The euro-area economy gathered pace in November to stay on track for its best annual performance since the financial crisis.
Companies in the 19-nation region boosted hiring at the fastest pace in 17 years to work through their backlog of orders. A survey showed business confidence in France surged to the highest in almost a decade, while a gauge for manufacturing in Germany surged to its best reading since early 2011.
Supported by ultra-low interest rates and asset purchases from the European Central Bank, the bloc has seen unemployment drop from a record and is enjoying its most synchronized expansion since before the single currency was founded. IHS Markit sees economic growth accelerating to 0.8 percent in the fourth quarter, the fastest rate in almost seven years.
“There are no signs of stopping the euro-zone economy at the moment and 2018 is likely to start on a strong footing,” said Bert Colijn, senior euro-area economist at ING Bank NV in Amsterdam. “With continued monetary support and some expected improvements in global growth in 2018, the euro-zone economy is set for another year of surprising growth.”
The European Commission raised its economic outlook in November, projecting expansions of 2.2 percent this year and 2.1 percent in 2018.
While the region has racked up 18 quarters of growth, the so-called “euroboom” looks modest compared with previous upswings in the U.K. and the U.S., according to Bloomberg economists.
That may not be a bad thing though. “Sustainable growth is less likely to result in a bust,” they said in a report this week.
A Purchasing Managers’ Index for manufacturing and services in the euro area rose to a 79-month high of 57.5 in November from 56 in October, IHS Markit said on Thursday. French companies are particularly optimistic, stepping up hiring at the fastest pace in almost 17 years. A separate release from the national statistics office Insee showed sentiment among businesses at its highest level in almost a decade.
“The French economy is on a solid footing, and if anything highlights early upside risks” to our forecast for 0.5 percent growth in the fourth quarter, Francois Cabau, an economist at Barclays in London, said in a note to clients.
The country is enjoying its best streak of growth in more than six years as President Emmanuel Macron presses ahead with reforms intended to revamp the economy. The expansion is benefiting from tax cuts pushed through by the previous government and a broader recovery in the rest of the 19-nation currency bloc.
In Germany, where unemployment is already at a record low, companies continued their hiring spree as a growing backlog of unfinished work strained their capacity to the limit. That suggests the economy will sustain its strong momentum from the third quarter, when output was bolstered by exports and investment, as political uncertainty weighs on Europe’s biggest economy after coalition talks collapsed. Gross domestic product expanded 0.8 percent in the three months through September, a separate report showed on Thursday.

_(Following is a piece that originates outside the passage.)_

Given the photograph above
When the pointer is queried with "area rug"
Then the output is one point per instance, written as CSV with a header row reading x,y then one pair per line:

As they worked through the highest level of unfinished output in more than a decade, companies in the euro area increased prices for goods and services by the most since June 2011, IHS Markit said. The ECB will likely welcome the sign of emerging inflation as policy makers prepare to phase out monetary stimulus.
“The message from the latest euro-zone PMI is clear: business is booming,” said Chris Williamson, chief business economist at IHS Markit.